The haredi world says that their religious rabbinical sensibilities are being manipulated by businessman and politicians on their Internet sites. The skillful manipulation seriously damages the popularity of haredi Internet sites which offer news items, op-eds and talk-backs focusing on internal ultra-Orthodox matters, spiced with multimedia.
Official rabbinic opinion allows surfing the Internet just for business purposes – but it’s a rule that apparently many are willing to break. According to a recently released study by the Central Bureau of Statistics, in 2008, 55 % of haredim who own a computer also were connected to Internet – this is compared to a national average of 92%.
“B’Hadarei Haredim”, “Haredim”, and “Kikar Shabbat” are the three biggest haredi sites, but there are smaller sites such as “Ladaat”.
They all dedicate themselves to issues such as new rabbinic decrees, interviews with haredi politicians and coverage of demonstrations.

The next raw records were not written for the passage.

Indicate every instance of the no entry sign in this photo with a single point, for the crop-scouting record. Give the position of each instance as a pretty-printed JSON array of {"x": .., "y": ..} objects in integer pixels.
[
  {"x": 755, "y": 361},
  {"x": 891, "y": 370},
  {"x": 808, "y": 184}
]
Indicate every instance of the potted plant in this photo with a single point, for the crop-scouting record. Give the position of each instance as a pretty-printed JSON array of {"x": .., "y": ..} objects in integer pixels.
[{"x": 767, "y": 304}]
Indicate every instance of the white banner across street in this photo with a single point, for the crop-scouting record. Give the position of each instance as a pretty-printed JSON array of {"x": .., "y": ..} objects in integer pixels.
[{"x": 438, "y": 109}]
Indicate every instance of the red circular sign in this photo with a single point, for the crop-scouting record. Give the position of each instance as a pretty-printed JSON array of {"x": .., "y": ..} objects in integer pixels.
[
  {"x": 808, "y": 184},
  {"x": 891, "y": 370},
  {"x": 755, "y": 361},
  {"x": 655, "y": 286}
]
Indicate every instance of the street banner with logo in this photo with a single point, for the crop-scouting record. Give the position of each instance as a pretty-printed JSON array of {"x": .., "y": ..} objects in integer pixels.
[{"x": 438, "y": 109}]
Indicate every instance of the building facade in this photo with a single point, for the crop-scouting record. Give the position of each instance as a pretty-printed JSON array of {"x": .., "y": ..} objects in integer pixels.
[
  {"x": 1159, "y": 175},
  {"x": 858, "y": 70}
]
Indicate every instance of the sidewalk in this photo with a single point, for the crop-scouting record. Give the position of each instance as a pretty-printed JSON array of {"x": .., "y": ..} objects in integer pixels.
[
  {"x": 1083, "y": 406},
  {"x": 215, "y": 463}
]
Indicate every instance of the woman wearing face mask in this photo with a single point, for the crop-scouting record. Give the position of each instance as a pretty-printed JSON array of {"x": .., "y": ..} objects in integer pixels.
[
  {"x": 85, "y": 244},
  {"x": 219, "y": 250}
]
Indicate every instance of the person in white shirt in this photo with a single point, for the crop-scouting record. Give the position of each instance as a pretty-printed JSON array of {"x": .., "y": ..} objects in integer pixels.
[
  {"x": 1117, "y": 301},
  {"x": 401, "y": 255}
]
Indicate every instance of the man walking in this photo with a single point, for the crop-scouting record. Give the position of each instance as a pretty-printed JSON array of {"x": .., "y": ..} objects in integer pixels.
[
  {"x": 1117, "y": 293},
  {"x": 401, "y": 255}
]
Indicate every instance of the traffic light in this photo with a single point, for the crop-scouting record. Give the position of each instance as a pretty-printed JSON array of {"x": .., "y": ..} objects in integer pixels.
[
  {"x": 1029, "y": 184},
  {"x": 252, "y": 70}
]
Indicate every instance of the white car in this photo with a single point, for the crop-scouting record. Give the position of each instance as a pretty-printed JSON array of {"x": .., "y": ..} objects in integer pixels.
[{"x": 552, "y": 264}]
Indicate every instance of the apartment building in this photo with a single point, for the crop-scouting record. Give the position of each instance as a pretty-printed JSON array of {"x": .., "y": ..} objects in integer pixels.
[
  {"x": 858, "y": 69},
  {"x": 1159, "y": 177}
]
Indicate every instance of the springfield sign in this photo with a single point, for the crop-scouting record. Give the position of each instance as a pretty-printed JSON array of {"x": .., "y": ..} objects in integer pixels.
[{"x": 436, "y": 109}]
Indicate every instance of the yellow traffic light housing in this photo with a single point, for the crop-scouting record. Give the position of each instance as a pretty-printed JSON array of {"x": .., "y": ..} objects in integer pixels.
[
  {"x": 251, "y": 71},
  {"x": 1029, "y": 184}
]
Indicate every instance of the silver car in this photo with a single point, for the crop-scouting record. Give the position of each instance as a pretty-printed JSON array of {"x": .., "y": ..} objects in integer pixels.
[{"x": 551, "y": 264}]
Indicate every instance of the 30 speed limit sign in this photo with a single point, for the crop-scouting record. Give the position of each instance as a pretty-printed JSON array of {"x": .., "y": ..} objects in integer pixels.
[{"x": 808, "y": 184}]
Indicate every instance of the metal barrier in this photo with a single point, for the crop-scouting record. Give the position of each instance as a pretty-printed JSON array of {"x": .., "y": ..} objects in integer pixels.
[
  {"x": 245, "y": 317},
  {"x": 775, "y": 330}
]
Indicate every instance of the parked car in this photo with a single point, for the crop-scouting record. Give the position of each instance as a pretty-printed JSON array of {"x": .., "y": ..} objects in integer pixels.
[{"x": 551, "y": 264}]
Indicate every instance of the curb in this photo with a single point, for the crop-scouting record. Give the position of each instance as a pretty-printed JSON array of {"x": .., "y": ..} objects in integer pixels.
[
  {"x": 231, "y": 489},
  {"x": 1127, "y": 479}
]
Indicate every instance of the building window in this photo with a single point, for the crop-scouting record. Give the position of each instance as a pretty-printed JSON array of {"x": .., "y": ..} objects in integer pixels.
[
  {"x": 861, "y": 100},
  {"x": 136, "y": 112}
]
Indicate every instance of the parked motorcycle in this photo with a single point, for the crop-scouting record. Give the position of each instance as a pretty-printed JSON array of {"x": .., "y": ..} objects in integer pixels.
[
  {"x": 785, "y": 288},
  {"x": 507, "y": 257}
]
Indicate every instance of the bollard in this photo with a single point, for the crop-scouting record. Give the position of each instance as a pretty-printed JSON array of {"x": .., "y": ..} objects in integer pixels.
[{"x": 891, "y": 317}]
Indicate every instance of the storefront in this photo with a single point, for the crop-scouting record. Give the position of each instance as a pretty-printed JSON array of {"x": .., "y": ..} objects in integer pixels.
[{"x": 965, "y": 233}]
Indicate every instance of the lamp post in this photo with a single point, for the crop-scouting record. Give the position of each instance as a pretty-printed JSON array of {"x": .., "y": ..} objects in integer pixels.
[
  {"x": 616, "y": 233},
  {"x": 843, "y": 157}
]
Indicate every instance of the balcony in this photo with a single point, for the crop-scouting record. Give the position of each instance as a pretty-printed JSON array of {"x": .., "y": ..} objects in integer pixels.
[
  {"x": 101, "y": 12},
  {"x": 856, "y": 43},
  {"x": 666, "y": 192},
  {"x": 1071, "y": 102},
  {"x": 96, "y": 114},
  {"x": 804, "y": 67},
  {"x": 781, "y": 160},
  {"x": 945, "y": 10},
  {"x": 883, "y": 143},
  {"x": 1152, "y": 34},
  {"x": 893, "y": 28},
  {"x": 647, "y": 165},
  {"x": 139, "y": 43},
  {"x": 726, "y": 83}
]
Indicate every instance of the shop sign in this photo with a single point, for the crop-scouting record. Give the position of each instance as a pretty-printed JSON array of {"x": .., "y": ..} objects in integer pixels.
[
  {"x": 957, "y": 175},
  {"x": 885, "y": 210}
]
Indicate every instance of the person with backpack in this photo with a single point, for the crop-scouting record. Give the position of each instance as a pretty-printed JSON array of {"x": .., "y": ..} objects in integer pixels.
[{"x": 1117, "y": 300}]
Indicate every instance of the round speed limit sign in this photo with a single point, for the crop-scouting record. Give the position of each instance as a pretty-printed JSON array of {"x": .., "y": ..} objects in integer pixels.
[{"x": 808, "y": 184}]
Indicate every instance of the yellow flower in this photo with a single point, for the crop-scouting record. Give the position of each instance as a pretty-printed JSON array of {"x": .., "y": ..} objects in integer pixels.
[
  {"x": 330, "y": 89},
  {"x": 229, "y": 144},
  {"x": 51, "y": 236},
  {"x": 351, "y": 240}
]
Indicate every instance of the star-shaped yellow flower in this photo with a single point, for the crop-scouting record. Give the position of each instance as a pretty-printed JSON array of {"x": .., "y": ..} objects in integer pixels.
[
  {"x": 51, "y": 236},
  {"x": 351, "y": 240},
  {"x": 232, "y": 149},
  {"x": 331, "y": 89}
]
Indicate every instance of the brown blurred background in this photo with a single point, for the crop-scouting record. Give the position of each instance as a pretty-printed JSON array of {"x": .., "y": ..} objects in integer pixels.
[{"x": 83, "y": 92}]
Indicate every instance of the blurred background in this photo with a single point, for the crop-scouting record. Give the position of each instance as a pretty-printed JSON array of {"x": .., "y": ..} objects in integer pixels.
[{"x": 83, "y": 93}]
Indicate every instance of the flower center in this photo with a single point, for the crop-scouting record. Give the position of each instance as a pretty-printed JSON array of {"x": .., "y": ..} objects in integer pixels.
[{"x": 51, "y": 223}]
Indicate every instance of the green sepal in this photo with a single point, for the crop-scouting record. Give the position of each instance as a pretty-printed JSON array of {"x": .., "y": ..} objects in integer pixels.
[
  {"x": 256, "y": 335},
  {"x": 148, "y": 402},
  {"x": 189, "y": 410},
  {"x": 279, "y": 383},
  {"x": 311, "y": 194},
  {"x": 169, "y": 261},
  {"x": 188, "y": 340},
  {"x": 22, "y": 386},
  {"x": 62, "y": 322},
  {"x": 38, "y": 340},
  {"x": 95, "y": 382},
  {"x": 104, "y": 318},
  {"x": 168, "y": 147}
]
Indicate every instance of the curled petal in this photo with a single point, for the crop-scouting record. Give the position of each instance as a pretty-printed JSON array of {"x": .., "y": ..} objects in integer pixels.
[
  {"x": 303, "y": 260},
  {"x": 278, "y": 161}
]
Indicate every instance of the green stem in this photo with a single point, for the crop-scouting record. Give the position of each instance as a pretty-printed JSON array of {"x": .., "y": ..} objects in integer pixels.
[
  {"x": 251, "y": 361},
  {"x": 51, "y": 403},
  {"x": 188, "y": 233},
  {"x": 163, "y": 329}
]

While the haredi print media tends to deal with what is called “hard news” such as political and diplomatic stories, the haredi Internet sites delve into the depths of internal haredi affairs.
The site “Kikar Shabbat” will be posting an op-ed about the dangers of sending young boys to the mikveh, not from haredi mikveh-goers, but from secular perverts who frequent the baths.
The piece was carefully censored by the site’s editorial staff to take out words like “sex”, “backside” and “deviant”. Still, the topic of child abuse is strictly taboo in the haredi printed media.
Unlike the three daily haredi newspapers – Hamodia, Yated Ne’eman and Hamevaser – Internet sites are not aligned with any political or rabbinic leadership. This freedom, so they have discovered, allows them to be much more critical of rabbis, politicians and other haredi figures.